In this way man emancipates himself from climate, and at the same time he avoids also the heavy work with the hot-beds, and he saves both in buying much less manure and in work. Three men to the acre, each of them working less than sixty hours a week, produce on very small spaces what formerly required acres and acres of land.
The result of all these recent conquests of culture is, that if one-half only of the adults of a city gave each about fifty half-days for the culture of the finest fruit and vegetables out of season, they would have all the year round an unlimited supply of that sort of fruit and vegetables for the whole population.
But there is a still more important fact to notice. The greenhouse has nowadays a tendency to become a mere kitchen garden under glass. And when it is used to such a purpose, the simplest plank-and-glass unheated shelters already give fabulous crops—such as, for instance, 500 bushels of potatoes per acre as a first crop, ready by the end of April; after which a second and a third crop are obtained in the extremely high temperature which prevails in the summer under glass.
I gave in my "Fields, Factories, and Workshops," most striking facts in this direction. Sufficient to say here, that at Jersey, thirty-four men, with one trained gardener only, cultivate thirteen acres under glass, from which they obtain 143 tons of fruit and early vegetables, using for this extraordinary culture less than 1,000 tons of coal.
And this is done now in Guernsey and Jersey on a very large scale, quite a number of steamers constantly plying between Guernsey and London, only to export the crops of the greenhouses.
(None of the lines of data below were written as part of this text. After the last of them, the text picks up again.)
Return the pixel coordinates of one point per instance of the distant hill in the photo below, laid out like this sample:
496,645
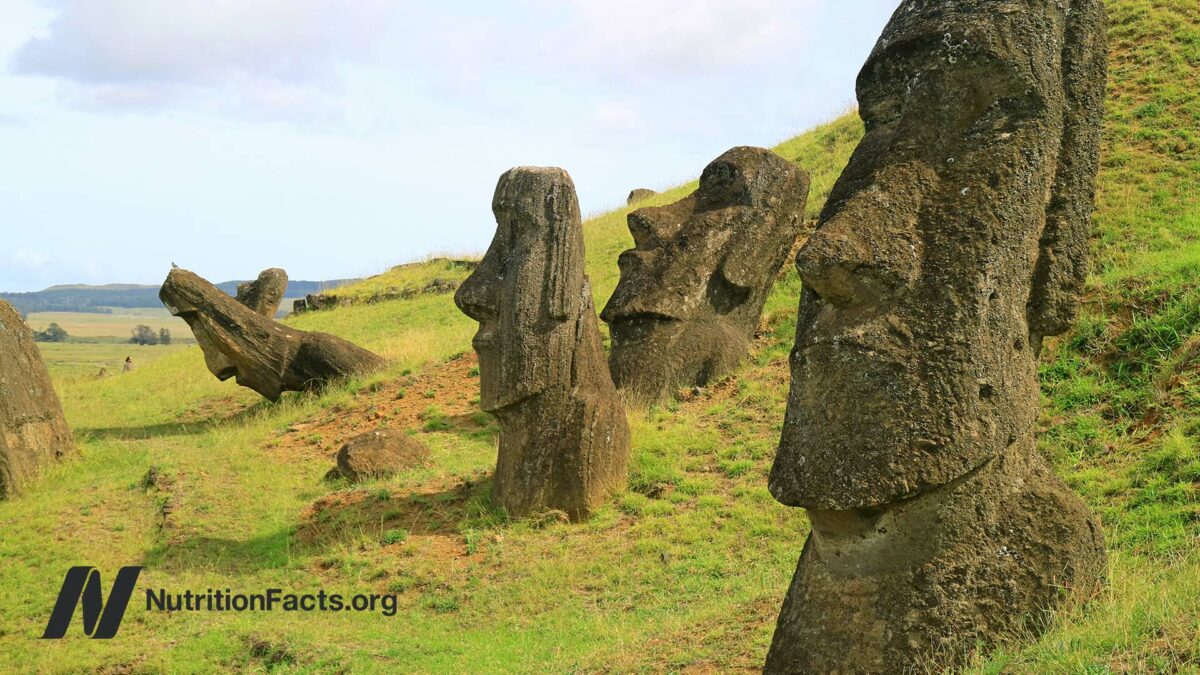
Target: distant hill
83,298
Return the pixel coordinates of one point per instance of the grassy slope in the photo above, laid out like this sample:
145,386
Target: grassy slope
689,567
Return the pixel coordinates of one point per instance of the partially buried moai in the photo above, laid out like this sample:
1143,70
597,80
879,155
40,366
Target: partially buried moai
240,341
693,288
33,431
564,440
953,243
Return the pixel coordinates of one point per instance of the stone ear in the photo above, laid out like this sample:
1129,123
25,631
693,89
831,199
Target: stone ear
564,243
742,266
1061,268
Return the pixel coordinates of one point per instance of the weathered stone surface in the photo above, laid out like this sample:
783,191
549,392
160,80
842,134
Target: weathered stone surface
691,291
953,243
564,440
378,454
261,353
33,430
265,293
639,193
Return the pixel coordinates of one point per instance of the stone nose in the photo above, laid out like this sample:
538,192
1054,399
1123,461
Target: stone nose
840,266
648,228
477,296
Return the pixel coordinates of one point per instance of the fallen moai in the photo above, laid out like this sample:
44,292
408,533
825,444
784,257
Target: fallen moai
564,440
953,243
639,193
33,431
259,352
691,292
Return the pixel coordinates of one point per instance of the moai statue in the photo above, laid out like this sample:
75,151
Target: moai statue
691,291
639,193
33,431
265,293
564,440
259,352
953,243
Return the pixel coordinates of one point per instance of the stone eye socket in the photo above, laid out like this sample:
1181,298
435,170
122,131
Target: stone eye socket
725,296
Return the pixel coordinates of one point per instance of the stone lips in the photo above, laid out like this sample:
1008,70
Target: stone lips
259,352
564,438
693,288
33,431
952,244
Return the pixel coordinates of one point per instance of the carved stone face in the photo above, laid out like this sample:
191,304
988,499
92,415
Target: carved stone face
693,288
526,292
925,285
221,334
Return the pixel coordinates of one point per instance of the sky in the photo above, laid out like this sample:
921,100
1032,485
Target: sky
336,139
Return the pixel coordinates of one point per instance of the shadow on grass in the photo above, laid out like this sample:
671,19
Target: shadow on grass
343,517
474,425
337,519
171,428
227,556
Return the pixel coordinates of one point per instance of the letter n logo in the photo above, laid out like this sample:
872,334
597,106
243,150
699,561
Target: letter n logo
82,585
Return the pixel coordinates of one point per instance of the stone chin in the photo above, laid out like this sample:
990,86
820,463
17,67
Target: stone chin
865,429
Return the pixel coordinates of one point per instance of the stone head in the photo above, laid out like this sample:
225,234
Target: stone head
229,332
526,292
693,288
954,240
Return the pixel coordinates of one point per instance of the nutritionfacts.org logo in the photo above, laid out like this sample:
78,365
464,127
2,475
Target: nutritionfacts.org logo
83,587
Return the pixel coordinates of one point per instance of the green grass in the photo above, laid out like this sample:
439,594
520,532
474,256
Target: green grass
84,359
118,324
687,568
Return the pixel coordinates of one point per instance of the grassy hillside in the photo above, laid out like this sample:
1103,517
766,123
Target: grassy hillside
685,571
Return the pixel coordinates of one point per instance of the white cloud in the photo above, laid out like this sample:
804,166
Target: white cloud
616,115
271,54
29,258
685,35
Nowadays, in order to obtain that same crop of 500 bushels of potatoes, we must plough every year a surface of four acres, plant it, cultivate it, weed, it, and so on; whereas with the glass, even if we shall have to give perhaps, to start with, half a day's work per square yard in order to build the greenhouse—we shall save afterwards at least one-half, and probably three-quarters of the yearly labour required formerly.
These are facts, results which every one can verify himself. And these facts are already a hint as to what man could obtain from the earth if he treated it with intelligence.
V
In all the above we have reasoned upon what already withstood the test of experience. Intensive culture of the fields, irrigated meadows, the hot-house, and finally the kitchen garden under glass are realities. Moreover, the tendency is to extend and to generalize these methods of culture, because they allow of obtaining more produce with less work and with more certainty.